Don't demonize Hans Dietrich Schmidt, he's a harmless, pleasant, well-adjusted
citizen of a country that adopted him and me. We both grafted ourselves
successfully into a multiethnic family of the New World far away from
the killing fields of Poland and Germany. I must leave all the ghosts
of my past in their habitat. Perhaps Schmidt, who seems anything but
a contemplative or self-aware person, had little knowledge of what was
going on and he is not the heartless soldier who had witnessed the beating
of my father without a trace of humanness in his eyes."
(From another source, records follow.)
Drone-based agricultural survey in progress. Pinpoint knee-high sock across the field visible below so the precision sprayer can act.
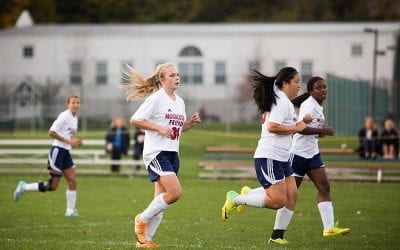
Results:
[274,207,293,230]
[24,182,39,191]
[247,187,265,194]
[234,191,265,208]
[66,189,76,212]
[146,212,164,240]
[318,201,335,230]
[139,193,168,222]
The following day was a sunny, beautiful day, a perfect day for a person
willing to come to peace with an inner battle, a day that had asked for
cordial solutions.
"How are you, Mr. Schmidt? I hope you had a good night sleep."
I asked Hans Dietrich who was sheeted on a gourney and wheeled into the
waiting area of the OR.
"Gutten Morgan, Frau Doktor. I slept very well." His
voice with its heavy German accent traveled well through the hall. He
smiled widely and at that moment I saw the brown spots on his palate.
I felt a paroxysm of abhorrence so strong that I had to distance myself
from him. I couldn't share the same air with him, and thus I knew that
I couldn't give him anesthesia, not today, not tomorrow, not ever.